By staff and agency

EU mechanism for Iran trade to be symbolically ready on Nov. 4: diplomats

October 24, 2018 - 20:34

A new European Union mechanism to facilitate payments for Iranian exports should be legally in place by Nov. 4, when the next phase of U.S. sanctions hit, but it will not be operational until early next year, three diplomats said.

The mechanism, a so-called special purpose vehicle (SPV), is designed to circumvent the sanctions, under which Washington can cut off any bank that facilitates oil transactions with Iran.

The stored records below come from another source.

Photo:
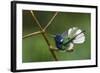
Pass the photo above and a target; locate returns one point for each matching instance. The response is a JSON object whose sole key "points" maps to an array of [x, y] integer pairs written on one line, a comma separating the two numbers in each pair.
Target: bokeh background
{"points": [[35, 49]]}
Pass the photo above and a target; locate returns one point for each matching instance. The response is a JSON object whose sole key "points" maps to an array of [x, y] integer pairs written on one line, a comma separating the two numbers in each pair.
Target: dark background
{"points": [[35, 49]]}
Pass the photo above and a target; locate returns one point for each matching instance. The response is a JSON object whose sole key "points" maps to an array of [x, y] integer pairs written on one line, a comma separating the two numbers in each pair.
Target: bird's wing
{"points": [[80, 38], [72, 31]]}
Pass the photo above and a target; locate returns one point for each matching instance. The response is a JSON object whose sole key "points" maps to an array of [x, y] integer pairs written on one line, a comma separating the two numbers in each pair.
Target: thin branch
{"points": [[44, 35], [50, 21], [31, 34]]}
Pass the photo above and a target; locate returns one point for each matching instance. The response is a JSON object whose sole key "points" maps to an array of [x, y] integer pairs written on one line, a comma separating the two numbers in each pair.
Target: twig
{"points": [[50, 21], [44, 35], [31, 34]]}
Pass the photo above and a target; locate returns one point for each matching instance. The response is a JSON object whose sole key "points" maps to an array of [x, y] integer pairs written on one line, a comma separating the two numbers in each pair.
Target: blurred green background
{"points": [[35, 49]]}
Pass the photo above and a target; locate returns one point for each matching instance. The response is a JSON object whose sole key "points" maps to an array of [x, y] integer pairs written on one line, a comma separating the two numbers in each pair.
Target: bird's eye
{"points": [[61, 40]]}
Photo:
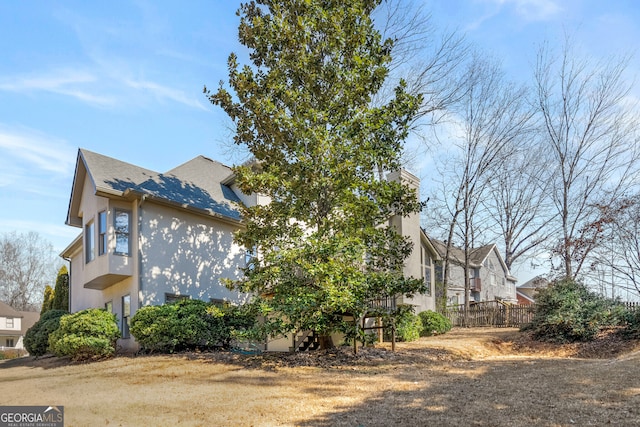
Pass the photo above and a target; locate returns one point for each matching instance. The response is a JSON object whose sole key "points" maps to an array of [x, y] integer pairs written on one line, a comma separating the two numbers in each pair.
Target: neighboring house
{"points": [[13, 325], [148, 237], [489, 276], [527, 291]]}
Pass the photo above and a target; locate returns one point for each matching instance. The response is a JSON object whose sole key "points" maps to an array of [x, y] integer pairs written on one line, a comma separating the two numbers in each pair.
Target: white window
{"points": [[102, 233], [126, 315], [90, 241], [122, 229], [169, 298], [425, 261]]}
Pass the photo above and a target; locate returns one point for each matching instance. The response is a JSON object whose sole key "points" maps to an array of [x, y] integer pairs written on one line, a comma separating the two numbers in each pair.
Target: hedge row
{"points": [[87, 334], [188, 325]]}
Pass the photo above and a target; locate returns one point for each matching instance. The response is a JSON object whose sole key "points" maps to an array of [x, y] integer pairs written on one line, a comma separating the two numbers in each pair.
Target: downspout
{"points": [[70, 287], [143, 199]]}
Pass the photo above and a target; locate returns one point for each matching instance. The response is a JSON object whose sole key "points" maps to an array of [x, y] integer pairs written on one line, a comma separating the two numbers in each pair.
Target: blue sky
{"points": [[125, 79]]}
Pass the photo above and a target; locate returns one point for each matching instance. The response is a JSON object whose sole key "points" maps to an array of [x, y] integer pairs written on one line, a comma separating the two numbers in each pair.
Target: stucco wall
{"points": [[500, 288], [186, 254]]}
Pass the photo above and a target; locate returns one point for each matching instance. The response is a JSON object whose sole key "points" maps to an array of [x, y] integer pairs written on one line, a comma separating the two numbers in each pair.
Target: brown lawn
{"points": [[484, 377]]}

The SPV would work as a barter system, avoiding the U.S. financial system by using an EU intermediary to handle trade with Iran. It would ensure that Iranian oil bought by Europeans could be paid for with EU goods and services of the same value.

“We’re trying to put the SPV in place before Nov. 4 and are pretty confident we can do it,” one EU diplomat said, according to Reuters. “It won’t be operational immediately. It will take time and the time that takes will be months.”

The physical location of a head office and other issues still had to be worked out, the diplomat added.

A second diplomat said everything was in place to have a symbolic start date to show Tehran that the EU was meeting its promises. The bloc’s foreign policy chief, Federica Mogherini, announced the plan at the United Nations General Assembly in New York in September.

The EU, with support from China and Russia, hopes to keep Tehran in a 2015 nuclear agreement by allowing trade to flow despite U.S. penalties.

“We need to demonstrate to the Iranians that we are working to uphold the (nuclear) agreement in the face of U.S. sanctions, to keep them in, but also saying that we can only move so far, so fast,” a third diplomat said.

EU diplomats said the SPV would not be enough to preserve all trade. The aim was to convince Iran to keep its commitments under the Iran nuclear agreement signed by world powers in Vienna, from which U.S. President Trump withdrew in May.

The SPV will follow several other EU initiatives to try to shield European business with Iran from U.S. sanctions that Trump is re-imposing.